When we're purchased our land it's basically covered in trees, had a company come out and clear enough land for house and a small yard. 
Now that I have some equipment, chainsaws, tractor, brush hog, box blade, backhoe,..... it's tine to clear up some more land, i don't want to be just digging stumps for hours on end so looking at a PTO driven stump grinder. Any thoughts on these? Suggestions or comments welcome.


----------



## bmaverick (Feb 20, 2014)

Scott, thanks for joining!

Sadly, stump grinders are EXPENSIVE. Not because of how these are built, but because the manufactures have to have a high price tag on liabilities due to safety.

There are PLENTY of DIY stump grinders on YT. BUT, don't be careless on the safety part like some folks do.

In basic terms for a DIY stump grinder, a used gear head from a brush mower or auger is the item to find that will connect to the PTO drive shaft. How you go about the cutting wheel or grinding drum is up to your preference. I've had a few thousand trees cleared. Took 2-months to get 90% of them ground to power with a PTO stump grinder. Took about $375 in diesel to do the job. So, if time and money is not on your side, then maybe find a RENTAL place or contract someone.

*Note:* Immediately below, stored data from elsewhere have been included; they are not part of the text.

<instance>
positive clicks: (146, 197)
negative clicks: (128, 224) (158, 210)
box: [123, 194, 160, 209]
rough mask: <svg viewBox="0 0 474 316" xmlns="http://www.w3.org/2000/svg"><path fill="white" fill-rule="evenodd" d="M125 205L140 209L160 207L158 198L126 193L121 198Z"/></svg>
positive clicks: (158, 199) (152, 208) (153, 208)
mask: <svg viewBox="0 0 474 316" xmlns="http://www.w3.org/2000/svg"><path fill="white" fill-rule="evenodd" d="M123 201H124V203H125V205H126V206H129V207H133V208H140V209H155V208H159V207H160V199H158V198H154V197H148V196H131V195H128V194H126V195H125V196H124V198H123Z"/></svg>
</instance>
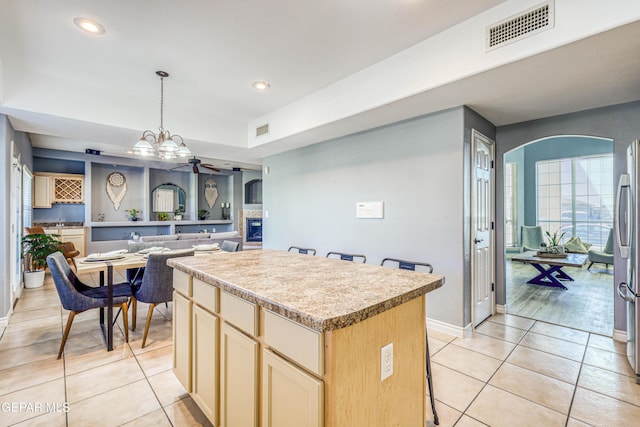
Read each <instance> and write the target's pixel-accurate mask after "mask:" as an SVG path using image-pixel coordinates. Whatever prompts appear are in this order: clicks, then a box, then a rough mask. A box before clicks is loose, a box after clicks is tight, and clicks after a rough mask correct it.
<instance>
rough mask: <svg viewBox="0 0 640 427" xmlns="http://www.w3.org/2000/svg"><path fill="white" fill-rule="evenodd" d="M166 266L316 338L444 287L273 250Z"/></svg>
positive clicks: (367, 266) (244, 253)
mask: <svg viewBox="0 0 640 427" xmlns="http://www.w3.org/2000/svg"><path fill="white" fill-rule="evenodd" d="M167 264H168V265H169V266H170V267H173V268H175V269H177V270H179V271H182V272H184V273H187V274H190V275H192V276H194V277H195V278H197V279H200V280H202V281H203V282H205V283H209V284H211V285H214V286H217V287H219V288H220V289H221V290H223V291H226V292H229V293H230V294H233V295H236V296H238V297H240V298H242V299H244V300H246V301H249V302H252V303H255V304H257V305H259V306H262V307H264V308H266V309H268V310H271V311H273V312H275V313H278V314H280V315H282V316H284V317H286V318H288V319H291V320H293V321H295V322H297V323H300V324H302V325H305V326H307V327H309V328H311V329H313V330H316V331H318V332H325V331H331V330H336V329H341V328H344V327H347V326H350V325H352V324H355V323H358V322H360V321H362V320H365V319H367V318H369V317H372V316H375V315H376V314H379V313H382V312H384V311H386V310H389V309H391V308H393V307H396V306H399V305H401V304H404V303H405V302H407V301H410V300H412V299H414V298H418V297H420V296H422V295H424V294H426V293H428V292H431V291H433V290H435V289H437V288H439V287H441V286H442V284H443V283H444V277H443V276H440V275H436V274H427V273H421V272H414V271H407V270H400V269H397V268H383V267H379V266H375V265H371V264H360V263H354V262H349V261H342V260H338V259H330V258H324V257H318V256H310V255H304V254H298V253H292V252H284V251H278V250H272V249H264V250H250V251H241V252H224V253H216V254H212V255H209V256H195V257H180V258H170V259H169V260H168V261H167Z"/></svg>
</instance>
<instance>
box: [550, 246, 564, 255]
mask: <svg viewBox="0 0 640 427" xmlns="http://www.w3.org/2000/svg"><path fill="white" fill-rule="evenodd" d="M547 252H549V253H550V254H563V253H564V246H563V245H556V246H548V247H547Z"/></svg>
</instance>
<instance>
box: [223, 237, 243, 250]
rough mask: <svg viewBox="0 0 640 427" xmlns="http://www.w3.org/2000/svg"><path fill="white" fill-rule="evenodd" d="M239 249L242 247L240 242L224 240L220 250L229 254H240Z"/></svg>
mask: <svg viewBox="0 0 640 427" xmlns="http://www.w3.org/2000/svg"><path fill="white" fill-rule="evenodd" d="M239 247H240V243H239V242H234V241H232V240H224V241H223V242H222V246H220V249H222V250H223V251H227V252H238V248H239Z"/></svg>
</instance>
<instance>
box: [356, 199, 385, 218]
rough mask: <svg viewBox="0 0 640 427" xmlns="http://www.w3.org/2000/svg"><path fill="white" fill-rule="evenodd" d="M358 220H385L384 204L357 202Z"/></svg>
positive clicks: (357, 215) (380, 202) (378, 203)
mask: <svg viewBox="0 0 640 427" xmlns="http://www.w3.org/2000/svg"><path fill="white" fill-rule="evenodd" d="M356 218H384V202H357V203H356Z"/></svg>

FYI, there are a few awesome forestry drum stump mowers out there for higher powered tractors that can remove a huge stump in just seconds! 




Now, you can even do this with a BOBCAT ! 

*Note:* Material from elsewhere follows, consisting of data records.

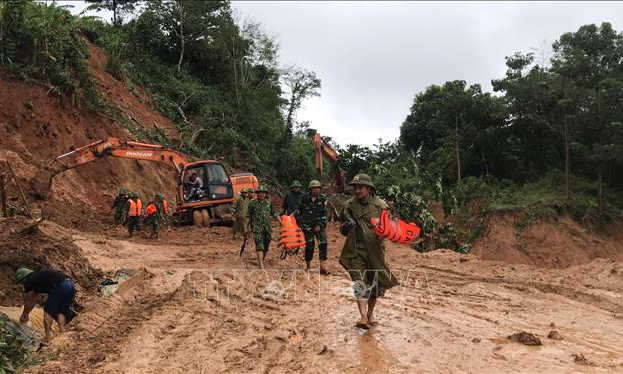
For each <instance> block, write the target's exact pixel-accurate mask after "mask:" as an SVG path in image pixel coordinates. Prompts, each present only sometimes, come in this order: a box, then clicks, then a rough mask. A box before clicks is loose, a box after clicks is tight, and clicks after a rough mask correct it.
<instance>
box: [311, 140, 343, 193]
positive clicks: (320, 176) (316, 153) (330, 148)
mask: <svg viewBox="0 0 623 374" xmlns="http://www.w3.org/2000/svg"><path fill="white" fill-rule="evenodd" d="M314 148H315V149H316V172H317V173H318V180H320V181H322V160H323V156H324V157H326V158H327V159H328V160H329V162H331V163H332V164H333V163H335V162H336V161H337V160H338V159H339V156H338V154H337V152H336V151H335V149H333V147H331V146H330V145H329V144H328V143H326V142H325V141H324V140H322V137H321V136H320V134H318V133H316V134H315V135H314ZM343 179H344V172H343V171H342V170H341V169H340V170H338V172H337V173H336V175H335V183H336V185H337V186H338V188H339V189H340V190H341V189H342V188H343V183H344V181H343Z"/></svg>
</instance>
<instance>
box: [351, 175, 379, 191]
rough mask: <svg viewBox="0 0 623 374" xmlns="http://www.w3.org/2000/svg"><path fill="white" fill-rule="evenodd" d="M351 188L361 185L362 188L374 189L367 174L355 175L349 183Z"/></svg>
mask: <svg viewBox="0 0 623 374" xmlns="http://www.w3.org/2000/svg"><path fill="white" fill-rule="evenodd" d="M349 184H350V185H351V186H355V185H362V186H370V187H372V188H376V186H375V185H374V183H372V178H370V176H369V175H368V174H357V175H355V176H354V177H353V180H352V181H350V183H349Z"/></svg>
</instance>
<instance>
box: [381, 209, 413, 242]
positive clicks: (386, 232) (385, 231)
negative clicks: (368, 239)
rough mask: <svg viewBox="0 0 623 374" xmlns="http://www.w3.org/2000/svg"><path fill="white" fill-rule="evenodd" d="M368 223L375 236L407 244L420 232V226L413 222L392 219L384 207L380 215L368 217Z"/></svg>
mask: <svg viewBox="0 0 623 374" xmlns="http://www.w3.org/2000/svg"><path fill="white" fill-rule="evenodd" d="M370 223H371V224H372V229H373V230H374V233H375V234H376V235H377V236H379V237H381V238H387V239H389V240H391V241H393V242H396V243H400V244H409V243H410V242H412V241H413V239H415V238H416V237H417V236H418V235H419V234H420V228H419V227H418V226H417V225H416V224H415V223H413V222H411V223H406V222H405V221H403V220H398V219H393V218H392V217H390V216H389V213H387V210H385V209H383V211H382V212H381V217H379V218H372V219H370Z"/></svg>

At the 7min mark or so, it's gets very interesting seeing how this pounds on thicker tree trunks and stumps.

CAT 



 
Once your stumps are gone, you'll need a disc harrow pull behind like this to sink into the soil to chop up hundreds of thousands of roots! One like this is the perfect type as the discs are designed to crush and snap those roots. complete round smooth discs are useless. I have about 500-lbs somewhat evenly place on to of the disc harrow. Do this only on DRY days! Not after a rain. hmmm, good advice due to my dumb experience. BUT, also not during a drought! LOL 
My Yanmar YM2610 is 31Hp, 29 PTO Hp. Thus it's basically the soil dampness and how deep you need to run the harrow.


----------



## scott f smith (Jun 29, 2019)

Well we found apto stomp grinder reasonably priced, 2500$ we will try it and let you know the results.


----------



## bmaverick (Feb 20, 2014)

scott f smith said:


> Well we found apto stomp grinder reasonably priced, 2500$ we will try it and let you know the results.

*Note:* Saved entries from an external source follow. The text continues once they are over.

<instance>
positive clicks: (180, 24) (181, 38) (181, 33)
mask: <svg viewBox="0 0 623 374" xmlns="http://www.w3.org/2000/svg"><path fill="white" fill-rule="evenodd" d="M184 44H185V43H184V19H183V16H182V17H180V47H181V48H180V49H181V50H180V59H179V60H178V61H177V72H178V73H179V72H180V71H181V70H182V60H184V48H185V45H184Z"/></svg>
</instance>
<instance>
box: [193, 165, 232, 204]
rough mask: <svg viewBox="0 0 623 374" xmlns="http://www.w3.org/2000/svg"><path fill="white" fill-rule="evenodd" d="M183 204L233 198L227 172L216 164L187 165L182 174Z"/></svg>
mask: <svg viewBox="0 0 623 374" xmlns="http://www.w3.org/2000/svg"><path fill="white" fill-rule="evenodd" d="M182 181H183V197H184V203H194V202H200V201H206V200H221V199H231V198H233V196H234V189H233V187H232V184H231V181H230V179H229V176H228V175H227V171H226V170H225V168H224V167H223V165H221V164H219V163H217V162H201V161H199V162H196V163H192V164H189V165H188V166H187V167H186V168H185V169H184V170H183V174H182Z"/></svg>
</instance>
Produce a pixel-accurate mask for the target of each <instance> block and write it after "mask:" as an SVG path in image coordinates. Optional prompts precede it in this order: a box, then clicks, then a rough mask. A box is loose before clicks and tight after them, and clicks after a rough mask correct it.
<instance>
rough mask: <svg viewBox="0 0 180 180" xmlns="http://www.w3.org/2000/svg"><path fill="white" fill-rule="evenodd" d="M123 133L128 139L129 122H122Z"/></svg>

Compared to what's out there, yes, $2,500 isn't too bad. Bummer these things cost sooooo fricking much.


----------



## scott f smith (Jun 29, 2019)

I hope to maybe get a few side jobs and recoup some money, lots of ppl need stumps ground and hurricane season is upon us shortly.


----------



## bmaverick (Feb 20, 2014)

scott f smith said:


> I hope to maybe get a few side jobs and recoup some money, lots of ppl need stumps ground and hurricane season is upon us shortly.


Yes, that is a good thing. When doing stump grinding, ALWAYS first know how to get the equipment in and out and how to avoid where the chips could fly. Damage to a house or other structure, vehicle or nearby utility should all be avoided. Take the easy ones, thus it greatly reduces liability! Know your city & county rules if you need to get a small business permit or such. Some folks are sue happy. You don't want to loose your equipment and shirt over a simple job. 

Now with all that said above, YES there are FAR AND FEW stump grinding services available. Even working under a local nursery company could be the ticket too. This way you have some umbrella legal protection. Just network things out first and get to know your new tool first. 

All that I mentioned was gleaned from the guy who ground down all of our stumps. He plans to retire from this side job gig in 3 years. Hard to do at his almost 70 years of age anymore.


----------



## scott f smith (Jun 29, 2019)

Good info, I have a friend that does tree work, they drop and haul and stump grinding they sub out, so hope to get the work that way. I won't try to do anything with it until well practiced at my house, I've got alot of trees to play with in my 3 acre forest ha ha


----------



## bmaverick (Feb 20, 2014)

scott f smith said:


> Good info, I have a friend that does tree work, they drop and haul and stump grinding they sub out, so hope to get the work that way. I won't try to do anything with it until well practiced at my house, I've got alot of trees to play with in my 3 acre forest ha ha


Sweet! You got a plan! 

That's how our logger subed-out the stump work too, to his nephew actually. Both guys are up in age. Been doing it their whole lives. Good money, but hard on the body and equipment. Just be easy and don't push the equipment too hard. Only take the jobs that keeps you and the equipment and surrounding areas safe.  I do believe you will do really well.


----------



## scott f smith (Jun 29, 2019)

I'll have plenty to practice on at the old homestead. The wife says I'm not taking outside jobs till this one done ha ha so couple years from now.


----------